Data collection can be categorized under one of two descriptions: observational studies and designed experiments. This article will examine the differences between the two, highlighting the advantages and disadvantages of both.
An observational study looks at what has happened without trying to influence it in any way. Observational studies identify the characteristics of a population and the relationships between variables in the population. Data collection tools such as interviews, questionnaires, and surveys would be used in an observational study.
Observational studies of entire populations can be costly, time consuming, and even impossible in many cases. Therefore, a sampling of the population is used instead. The goal is to gather data from the sample that can be estimated as true for the entire population. Different sampling techniques can be used. These include random sampling, stratified sampling, systematic sampling, and cluster sampling.

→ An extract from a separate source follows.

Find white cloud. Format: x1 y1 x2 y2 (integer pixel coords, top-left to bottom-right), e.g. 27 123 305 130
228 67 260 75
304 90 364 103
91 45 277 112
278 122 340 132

Random sampling is exactly what the name implies. A random sample of the population is chosen. There are various tools that can be used to pick random samples, including charts, tables, and graphing calculators. Stratified sampling involves “separating the population into nonoverlapping groups…kth individual from the population is chosen, and cluster sampling involves “selecting all individuals within a randomly selected collection or group of individuals” (Sullivan III, p. 25).

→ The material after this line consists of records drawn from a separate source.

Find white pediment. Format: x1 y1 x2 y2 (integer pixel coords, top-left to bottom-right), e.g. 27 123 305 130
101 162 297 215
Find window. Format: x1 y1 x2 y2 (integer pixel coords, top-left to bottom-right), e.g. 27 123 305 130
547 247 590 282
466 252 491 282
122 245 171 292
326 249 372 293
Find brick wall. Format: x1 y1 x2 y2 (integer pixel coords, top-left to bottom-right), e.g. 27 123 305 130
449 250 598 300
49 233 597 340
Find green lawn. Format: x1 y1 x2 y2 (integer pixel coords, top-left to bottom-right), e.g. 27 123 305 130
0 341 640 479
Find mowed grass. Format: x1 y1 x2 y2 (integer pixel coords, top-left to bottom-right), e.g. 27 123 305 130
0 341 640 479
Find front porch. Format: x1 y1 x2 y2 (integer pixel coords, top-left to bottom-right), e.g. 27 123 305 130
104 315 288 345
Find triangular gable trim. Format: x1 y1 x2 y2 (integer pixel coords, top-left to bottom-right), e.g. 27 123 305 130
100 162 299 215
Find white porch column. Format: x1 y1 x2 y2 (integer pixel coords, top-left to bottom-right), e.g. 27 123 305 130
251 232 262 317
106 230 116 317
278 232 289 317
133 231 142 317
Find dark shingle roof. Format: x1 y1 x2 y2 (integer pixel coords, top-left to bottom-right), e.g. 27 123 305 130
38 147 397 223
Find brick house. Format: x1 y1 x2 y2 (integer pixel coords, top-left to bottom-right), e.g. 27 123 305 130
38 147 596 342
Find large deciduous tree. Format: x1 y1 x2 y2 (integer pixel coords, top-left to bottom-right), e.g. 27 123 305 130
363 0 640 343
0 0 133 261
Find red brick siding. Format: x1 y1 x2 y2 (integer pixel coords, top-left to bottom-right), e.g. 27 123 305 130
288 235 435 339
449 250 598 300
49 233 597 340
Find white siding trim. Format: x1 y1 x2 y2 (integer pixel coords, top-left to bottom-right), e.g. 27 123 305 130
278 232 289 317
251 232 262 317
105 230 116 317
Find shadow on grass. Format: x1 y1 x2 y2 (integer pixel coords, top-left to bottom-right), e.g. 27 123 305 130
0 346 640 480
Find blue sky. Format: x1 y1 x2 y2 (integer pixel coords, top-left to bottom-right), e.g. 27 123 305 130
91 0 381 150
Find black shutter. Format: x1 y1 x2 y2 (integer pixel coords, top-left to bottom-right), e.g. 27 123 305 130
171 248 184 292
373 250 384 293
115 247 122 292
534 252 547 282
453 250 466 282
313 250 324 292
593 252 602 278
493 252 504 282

There are two types of errors that can occur in observational studies. The two types of errors are sampling errors, and nonsampling errors. Sampling errors are errors that occur because a sample was used to estimate information about an entire population. Nonsampling errors are errors that occur as a direct result of the survey process. Examples of nonsampling errors include:
– Nonresponse – one or more individuals in the sample do not respond to the interview, questionnaire, or survey.
– Respondent Dishonesty – one or more individuals in the sample do not supply truthful responses.

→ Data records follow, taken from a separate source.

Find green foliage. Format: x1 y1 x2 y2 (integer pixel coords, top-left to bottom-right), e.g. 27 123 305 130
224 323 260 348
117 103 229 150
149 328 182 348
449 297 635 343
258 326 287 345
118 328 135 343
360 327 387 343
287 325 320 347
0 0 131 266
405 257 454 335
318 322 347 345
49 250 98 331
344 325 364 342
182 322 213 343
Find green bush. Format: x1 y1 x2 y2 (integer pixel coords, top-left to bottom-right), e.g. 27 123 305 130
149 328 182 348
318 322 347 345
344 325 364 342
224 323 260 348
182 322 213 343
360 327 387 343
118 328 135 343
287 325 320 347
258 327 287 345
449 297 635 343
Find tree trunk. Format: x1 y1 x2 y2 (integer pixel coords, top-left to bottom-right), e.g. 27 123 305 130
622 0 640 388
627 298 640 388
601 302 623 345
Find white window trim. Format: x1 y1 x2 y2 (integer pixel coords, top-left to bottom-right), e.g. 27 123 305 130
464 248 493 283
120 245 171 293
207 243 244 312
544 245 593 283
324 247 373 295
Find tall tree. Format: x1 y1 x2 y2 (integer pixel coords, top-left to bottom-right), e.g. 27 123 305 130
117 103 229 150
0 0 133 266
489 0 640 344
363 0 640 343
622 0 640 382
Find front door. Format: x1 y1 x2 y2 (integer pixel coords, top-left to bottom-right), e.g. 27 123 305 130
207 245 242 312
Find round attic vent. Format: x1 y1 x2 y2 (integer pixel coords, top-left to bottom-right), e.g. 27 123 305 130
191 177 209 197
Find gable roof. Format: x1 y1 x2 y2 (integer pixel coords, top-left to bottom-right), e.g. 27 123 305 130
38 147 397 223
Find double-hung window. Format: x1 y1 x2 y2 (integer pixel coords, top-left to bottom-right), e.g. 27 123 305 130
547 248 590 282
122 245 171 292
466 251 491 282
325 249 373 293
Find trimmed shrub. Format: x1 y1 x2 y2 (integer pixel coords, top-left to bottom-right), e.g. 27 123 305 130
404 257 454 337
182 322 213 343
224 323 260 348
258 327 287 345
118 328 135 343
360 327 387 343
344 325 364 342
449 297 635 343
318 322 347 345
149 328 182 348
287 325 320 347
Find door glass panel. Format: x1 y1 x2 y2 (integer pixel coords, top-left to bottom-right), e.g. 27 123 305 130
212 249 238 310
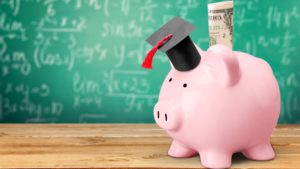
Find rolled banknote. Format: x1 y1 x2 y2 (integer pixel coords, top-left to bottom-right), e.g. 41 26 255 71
208 1 233 48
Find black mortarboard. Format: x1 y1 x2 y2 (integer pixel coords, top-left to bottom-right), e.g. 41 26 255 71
143 17 201 71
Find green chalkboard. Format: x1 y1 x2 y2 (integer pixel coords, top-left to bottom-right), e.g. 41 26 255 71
233 0 300 123
0 0 208 123
0 0 300 123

– Poor Design – the interview, questionnaire, or survey is ambiguous or designed poorly, resulting in questionable data.
– Incomplete Frame – the list of individuals in a population is not complete.
– Data Entry – errors in data entry, such as typographical errors.
(Sullivan III, pp. 31-33)
A designed experiment attempts to influence results through the application of a specific treatment, and then tries to isolate the effects on a specific variable. Designed experiments identify the cause of relationships between variables by controlling one or more of the variables.
There are six steps that must be followed when conducting an experiment: identify the problem, determine the factors that affect the response variable, determine the number of experimental units, determine the level of the predictor variables, collect and process the data, and test the claim (Sullivan III, pp. 36-37).
The most common problem with using designed experiments is ethics. There are many times that it is not ethical to conduct a particular experiment, so an observational study must be used instead. For example, the researcher may wish to establish whether there is a link between alcohol consumption and cirrhosis of the liver. In order to determine if there is a link, the researcher would have to use a designed experiment. However, it would be unethical to conduct this kind of experiment, because it could actually cause cirrhosis in the subjects. Therefore, the researcher would instead use an observational study that examines people who consume alcohol and monitors their rate of liver cirrhosis. The observational study can not determine if there is a link between alcohol consumption and liver cirrhosis, but it can determine whether the two are related.
Sullivan, III, M. “Statistics: Informed Decisions Using Data.” Upper Saddle River, NJ: Prentice Hall.